Bacterium Pseudomonas aeruginosa, a pathogen that causes pneumonia, sepsis and other infections, communicates distress signals within a group of bacteria in response to certain antibiotics. This communication was found to vary across the colony and suggests that this bacterium may develop protective behaviors that contribute to its ability to tolerate some antibiotics.
“There is a general lack of understanding about how communities of bacteria, like the opportunistic pathogen P. aeruginosa, respond to antibiotics,” said Nydia Morales-Soto, senior research scientist in civil and environmental engineering and earth sciences (CEEES) at the University of Notre Dame and lead author of the paper. “Most of what we know is from studies about stationary biofilm communities, whereas less is known about the process beforehand when bacteria are colonizing, spreading and growing. In this study, our research team specifically reviewed the behavior of bacteria during this period and what that may mean for antibiotic resistance.”
The reported behavior was caused by tobramycin, an antibiotic commonly used in clinical settings, and resulted in a dual signal response. As this antibiotic was applied to a colony of P. aeruginosa, the bacteria produced a signal to a localized area of the colony—a Pseudomonas quinolone signal (PQS) that is known to occur—as well as a second, community-wide response, known as the alkyl hydroxyquinoline (AQNO).
The team mapped production of each response spatially, and determined that P. aeruginosa is capable of producing PQS in small pockets at significantly higher concentrations than previously recorded. These findings helped secure the paper’s selection as a JBC “Editor’s Pick,” a recognition only given to the top 2 percent of manuscripts published in the journal for a given year.
The study showed that PQS and AQNO are independently regulated responses that are intentionally communicating different messages. Additionally, this means the bacteria type may have some capability to protect the colony from some external toxins while the bacteria are still in a colonizing phase.
“Although the AQNO response identified in the paper is a stress-dependent behavior, it is such a new chemical message that it has not yet been definitively labeled as a signal.

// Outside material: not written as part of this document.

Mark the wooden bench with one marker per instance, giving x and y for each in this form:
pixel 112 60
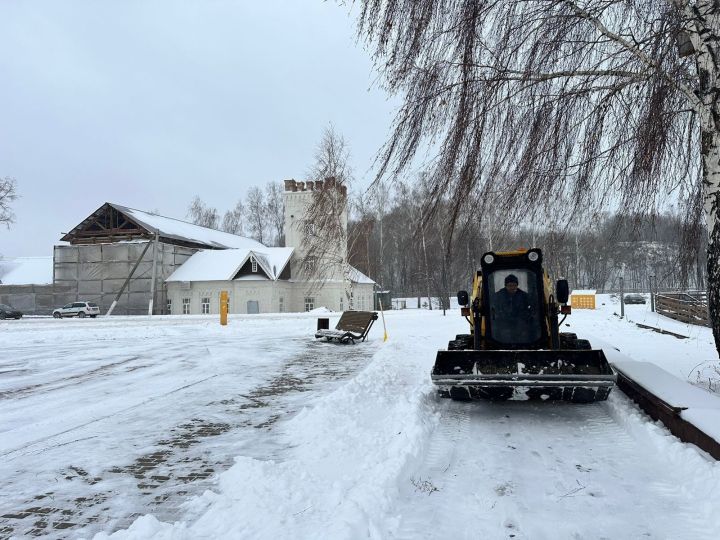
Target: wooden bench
pixel 351 326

Although, based on our findings, we believe it is,” said Joshua Shrout, associate professor of CEEES and concurrent associate professor of biological sciences at the University of Notre Dame and co-author of the paper. “Regardless, this work opens a new window into understanding P. aeruginosa behavior and potentially how this bacterium promotes tolerance to antibiotics.”

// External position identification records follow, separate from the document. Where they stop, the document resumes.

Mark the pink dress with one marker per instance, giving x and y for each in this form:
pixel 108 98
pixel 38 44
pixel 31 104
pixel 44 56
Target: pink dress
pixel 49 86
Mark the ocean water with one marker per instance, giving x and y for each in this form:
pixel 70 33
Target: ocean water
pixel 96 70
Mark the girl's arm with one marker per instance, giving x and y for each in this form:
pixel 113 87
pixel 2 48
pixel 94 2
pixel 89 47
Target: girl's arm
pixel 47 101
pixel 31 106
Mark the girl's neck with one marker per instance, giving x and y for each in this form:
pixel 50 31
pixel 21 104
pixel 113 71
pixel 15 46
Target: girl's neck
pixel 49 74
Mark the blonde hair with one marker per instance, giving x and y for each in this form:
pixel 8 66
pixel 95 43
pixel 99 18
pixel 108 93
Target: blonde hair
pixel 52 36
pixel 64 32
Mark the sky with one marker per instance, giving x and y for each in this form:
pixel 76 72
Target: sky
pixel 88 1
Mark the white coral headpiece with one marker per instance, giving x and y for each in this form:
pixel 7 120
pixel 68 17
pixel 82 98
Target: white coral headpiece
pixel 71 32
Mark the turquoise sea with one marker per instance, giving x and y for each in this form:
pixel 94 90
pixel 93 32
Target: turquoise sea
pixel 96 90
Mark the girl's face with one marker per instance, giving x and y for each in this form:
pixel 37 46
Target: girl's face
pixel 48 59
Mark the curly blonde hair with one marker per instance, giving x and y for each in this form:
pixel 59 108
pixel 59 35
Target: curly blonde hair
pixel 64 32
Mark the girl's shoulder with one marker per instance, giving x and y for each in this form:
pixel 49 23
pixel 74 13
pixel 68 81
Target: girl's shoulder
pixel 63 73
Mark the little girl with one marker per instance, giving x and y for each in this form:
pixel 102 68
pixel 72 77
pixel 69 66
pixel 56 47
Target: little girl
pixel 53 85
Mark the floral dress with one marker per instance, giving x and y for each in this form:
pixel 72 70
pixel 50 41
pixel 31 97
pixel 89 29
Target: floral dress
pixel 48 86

The studywas able to identify a unique bacterial behavioral response because of the team’s distinctive research method. The group utilized both Raman spectroscopy and mass spectrometry to complete a deliberate analysis, pixel by pixel, from hundreds of thousands of pixels in their chemical images. This detailed process is what allowed the researchers to identify the two distinct chemical responses of the bacteria to tobramycin, which can be otherwise easily missed. The method is also a unique process developed by this specific team of researchers.